Where Do the “White Middle Ages” Come From?

The Pilgrimage to Canterbury 1806-7 Thomas Stothard 1755-1834 Purchased 1884 http://www.tate.org.uk/art/work/N01163

This is Part XI of The Public Medievalist’s continuing series on Race, Racism and the Middle Ages, by Dr. Helen Young. Her book Race and Popular Fantasy Literature: Habits of Whiteness, is available from Amazon and direct from Routledge.

Go back to the beginning of the series here.

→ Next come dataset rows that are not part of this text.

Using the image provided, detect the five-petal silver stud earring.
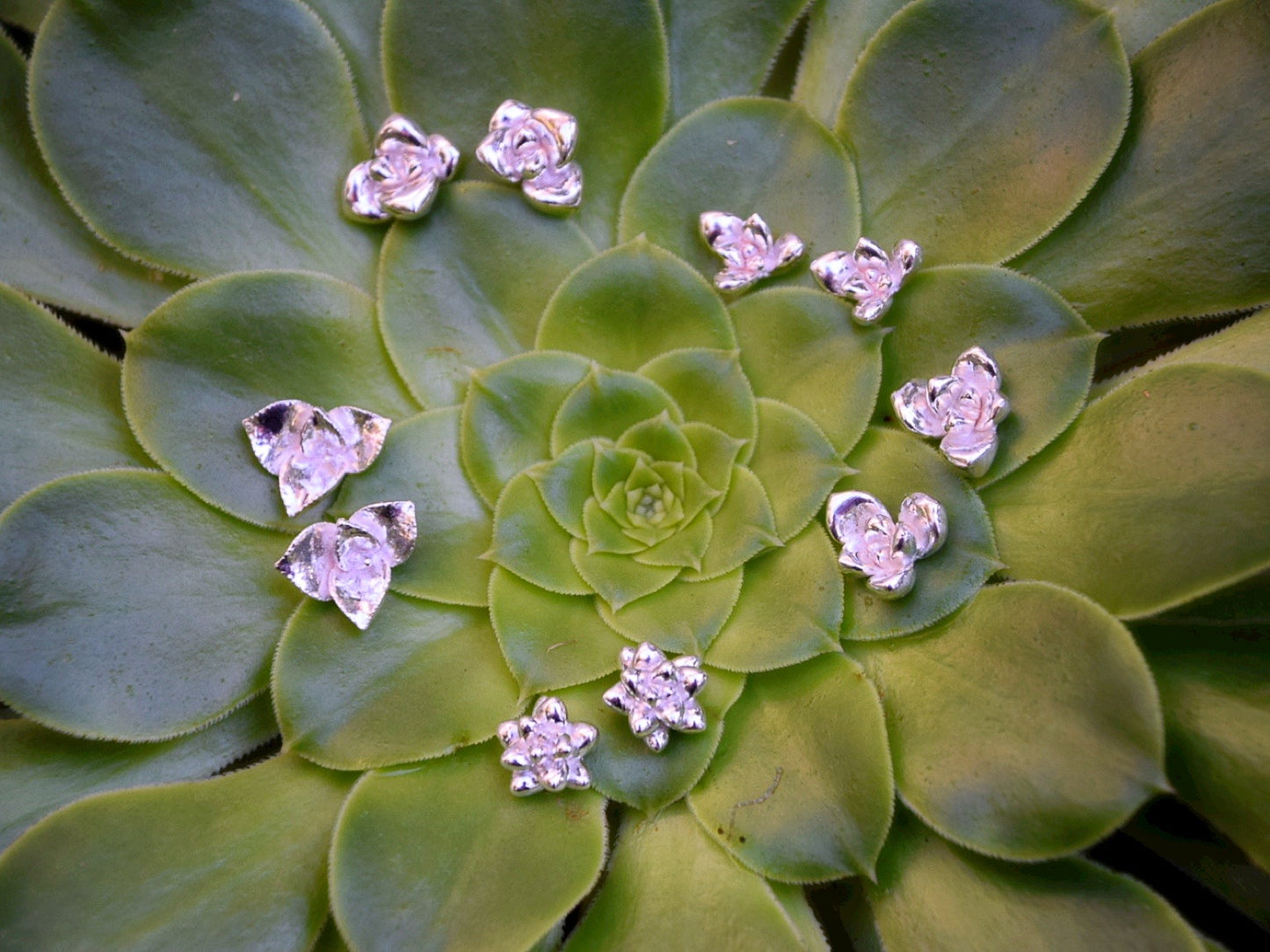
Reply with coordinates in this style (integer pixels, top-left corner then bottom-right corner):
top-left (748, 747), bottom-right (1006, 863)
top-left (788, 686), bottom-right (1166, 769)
top-left (243, 400), bottom-right (393, 516)
top-left (277, 502), bottom-right (417, 630)
top-left (700, 211), bottom-right (802, 291)
top-left (345, 114), bottom-right (459, 222)
top-left (497, 696), bottom-right (599, 797)
top-left (605, 642), bottom-right (706, 752)
top-left (476, 99), bottom-right (582, 211)
top-left (825, 491), bottom-right (948, 599)
top-left (811, 237), bottom-right (922, 324)
top-left (890, 347), bottom-right (1010, 476)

As this series has been exploring, the idea of a “white, racially pure Middle Ages” has been used for political ends by right-wing extremists throughout the twentieth and twenty-first centuries. But it is not only extremists who believe in it. There is evidence to show that many (perhaps most) people get their ideas about the Middle Ages from popular culture rather than from school or books written by scholars – and popular cultural re-imaginings of the European Middle Ages almost exclusively feature characters who are white. Even in fantasy versions of the past like Game of Thrones or the Dragon Age video game series, the idea that there were no people of colour in Europe during the Middle Ages is used to explain away a lack of diverse representation.

But where does this notion come from? Where are those images of the medieval past from in the first place? How did the idea of the Middle Ages become so entangled with the idea of a white race? To answer this we need to look back to the era when our current ideas about race and about Middle Ages developed: the eighteenth century.

Making “Race”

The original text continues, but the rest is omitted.